May 10, 2012

Zenescope Reviews: Grimm Fairy Tales Presents: The Library #5

Grimm Fairy Tales Presents: The Library #5 (of 5)
Publisher: Zenescope
Writer: Joe Brusha
Artist: Giovanni Timpano (cover by Marat Mychaels)
Colors: Timothy Yates

In this, the final issue, we witness the last battle between the Wicked Witch and her minions, and young Sela and her champions! On the side of the Wicked Witch, there’s just about every evil being from every universe you can think of. On Sela’s side, there’s her little brother, Father, the former owner of the library, and a few of history’s heroes. Pecos Bill, Robin Hood, and Hercules, to be exact. The library is now full of evil beings that are currently following the orders of the Wicked Witch, but she will soon be betrayed by one of her own accomplices. It’s up to Sela to rally her troops, stop the Witch, Baba Yaga, and try to send all the creatures back into their own realms before they destroy the whole world!

What a great series by Joe Brusha! This little peek into the life of a young Sela Mathers was absolutely fantastic.

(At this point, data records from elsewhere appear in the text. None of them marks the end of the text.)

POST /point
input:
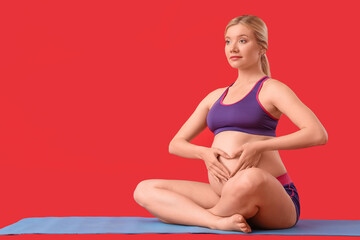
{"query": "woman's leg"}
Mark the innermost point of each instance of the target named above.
(259, 197)
(184, 202)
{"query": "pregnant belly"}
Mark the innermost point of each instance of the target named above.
(230, 141)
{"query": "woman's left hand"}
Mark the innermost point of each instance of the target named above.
(250, 157)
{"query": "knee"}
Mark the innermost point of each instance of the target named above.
(248, 182)
(143, 191)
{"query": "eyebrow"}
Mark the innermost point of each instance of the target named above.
(238, 35)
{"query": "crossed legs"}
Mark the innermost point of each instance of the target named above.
(252, 194)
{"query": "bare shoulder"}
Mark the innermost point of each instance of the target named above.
(213, 96)
(275, 90)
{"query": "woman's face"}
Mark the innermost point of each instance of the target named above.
(240, 41)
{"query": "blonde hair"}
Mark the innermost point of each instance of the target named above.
(261, 34)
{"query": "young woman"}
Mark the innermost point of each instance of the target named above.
(248, 182)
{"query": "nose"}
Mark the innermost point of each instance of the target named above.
(234, 48)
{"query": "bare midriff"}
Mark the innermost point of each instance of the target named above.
(230, 142)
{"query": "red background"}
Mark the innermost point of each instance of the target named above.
(92, 92)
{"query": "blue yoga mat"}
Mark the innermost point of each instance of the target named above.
(138, 225)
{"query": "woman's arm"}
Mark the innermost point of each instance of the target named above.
(311, 132)
(180, 145)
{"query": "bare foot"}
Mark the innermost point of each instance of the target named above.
(235, 222)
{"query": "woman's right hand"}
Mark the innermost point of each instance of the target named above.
(214, 166)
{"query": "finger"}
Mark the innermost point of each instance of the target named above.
(222, 153)
(213, 175)
(234, 172)
(224, 169)
(219, 173)
(221, 169)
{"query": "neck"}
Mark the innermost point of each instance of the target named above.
(249, 75)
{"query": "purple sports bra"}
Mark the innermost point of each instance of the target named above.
(246, 115)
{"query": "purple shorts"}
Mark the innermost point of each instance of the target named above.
(292, 191)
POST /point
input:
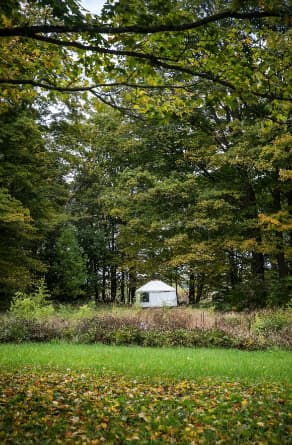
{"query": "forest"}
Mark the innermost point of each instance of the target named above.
(152, 141)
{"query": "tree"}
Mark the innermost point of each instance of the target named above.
(67, 275)
(31, 195)
(166, 45)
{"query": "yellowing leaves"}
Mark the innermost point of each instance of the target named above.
(179, 413)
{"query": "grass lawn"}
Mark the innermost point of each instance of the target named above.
(96, 394)
(154, 363)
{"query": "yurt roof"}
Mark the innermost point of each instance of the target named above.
(156, 286)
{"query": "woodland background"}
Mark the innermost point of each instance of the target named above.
(153, 141)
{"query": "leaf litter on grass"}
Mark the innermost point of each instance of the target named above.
(73, 408)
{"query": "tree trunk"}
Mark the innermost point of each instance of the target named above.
(280, 256)
(122, 288)
(200, 287)
(132, 286)
(192, 298)
(113, 275)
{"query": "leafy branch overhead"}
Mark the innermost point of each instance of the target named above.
(241, 50)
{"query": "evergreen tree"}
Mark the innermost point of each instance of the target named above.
(67, 275)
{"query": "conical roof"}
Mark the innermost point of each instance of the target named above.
(156, 286)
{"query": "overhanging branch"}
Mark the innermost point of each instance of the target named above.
(31, 31)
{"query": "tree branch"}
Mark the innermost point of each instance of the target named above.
(98, 49)
(31, 31)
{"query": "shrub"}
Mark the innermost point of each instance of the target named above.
(32, 306)
(269, 322)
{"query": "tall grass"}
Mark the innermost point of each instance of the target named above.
(151, 363)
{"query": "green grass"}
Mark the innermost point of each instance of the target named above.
(96, 394)
(153, 363)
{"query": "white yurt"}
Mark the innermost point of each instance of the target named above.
(156, 293)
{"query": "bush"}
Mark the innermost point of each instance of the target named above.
(268, 322)
(32, 306)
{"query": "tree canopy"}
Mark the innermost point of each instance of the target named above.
(189, 181)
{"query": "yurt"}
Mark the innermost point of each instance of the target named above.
(156, 293)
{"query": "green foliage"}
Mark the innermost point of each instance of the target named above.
(32, 306)
(268, 322)
(112, 409)
(68, 271)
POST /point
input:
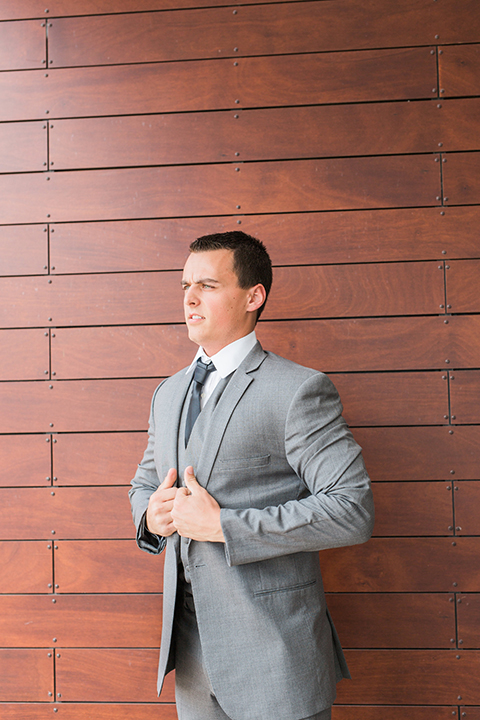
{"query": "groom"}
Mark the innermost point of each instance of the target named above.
(249, 471)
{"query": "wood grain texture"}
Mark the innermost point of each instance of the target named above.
(425, 676)
(96, 406)
(24, 354)
(321, 131)
(372, 399)
(26, 567)
(403, 565)
(36, 513)
(97, 459)
(434, 453)
(365, 620)
(23, 146)
(413, 509)
(468, 615)
(463, 279)
(22, 45)
(32, 240)
(80, 620)
(26, 460)
(273, 81)
(85, 675)
(106, 566)
(27, 675)
(464, 396)
(309, 238)
(459, 70)
(467, 497)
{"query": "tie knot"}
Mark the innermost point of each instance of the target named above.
(202, 370)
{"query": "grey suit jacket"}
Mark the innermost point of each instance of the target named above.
(290, 480)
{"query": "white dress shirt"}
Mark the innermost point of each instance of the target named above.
(226, 361)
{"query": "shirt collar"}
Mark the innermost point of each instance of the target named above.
(230, 357)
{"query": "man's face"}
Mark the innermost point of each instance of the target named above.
(217, 310)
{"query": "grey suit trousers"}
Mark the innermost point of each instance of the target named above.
(194, 694)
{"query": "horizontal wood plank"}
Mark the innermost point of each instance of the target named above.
(26, 567)
(106, 566)
(413, 508)
(24, 354)
(309, 238)
(76, 407)
(83, 675)
(467, 498)
(32, 240)
(463, 278)
(459, 70)
(22, 45)
(434, 453)
(464, 396)
(36, 513)
(97, 459)
(372, 399)
(23, 146)
(27, 675)
(217, 84)
(26, 460)
(80, 620)
(468, 618)
(430, 677)
(403, 565)
(365, 620)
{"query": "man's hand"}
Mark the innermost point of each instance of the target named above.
(159, 518)
(196, 514)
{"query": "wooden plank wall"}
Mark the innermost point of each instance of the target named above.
(346, 136)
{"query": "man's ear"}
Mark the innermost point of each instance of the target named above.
(256, 297)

Brusha brings to light an enormous challenge in her life, and also a few other things about her family. The best part about this book was of course seeing all the monsters together in one splash page. Just think about it; Frankenstein’s Monster, dinosaurs, Dracula, zombies, the Mummy, and so on. Nothing except non-stop action, with some truly genuine sentimental moments that didn’t seem trite at all, even though they were used several times. Through five issues the story never got stale or seemed to stall. Good solid pacing, good character development, and of course action times ten!

From an artistic standpoint, things were on right track. The renditions of these classic monsters, plus others that are more contemporary, looked great. The Wicked Witch was probably the best of the lot, but Frankenstein’s Monster was very good, too. The settings only changed a couple of times, so that took away slightly from what could’ve been. If you just take it for face value, though, the library setting is just fine. Overall, the artwork was consistent and solid. The covers have been another strong point to this series. Most weren’t your typical overly sexy Zenescope covers, but I’m sure that’s mostly due to the more “all-ages” feel of this book. (Alternate cover below by Joe Pekar.) Rating 4/5

From beginning to end, this series was very entertaining. It’s one of the many reasons why more and more people should be buying Zenescope. Sometimes there is trepidation because of the sexy covers you see, but in most cases, there is still a significant story inside that is worth reading.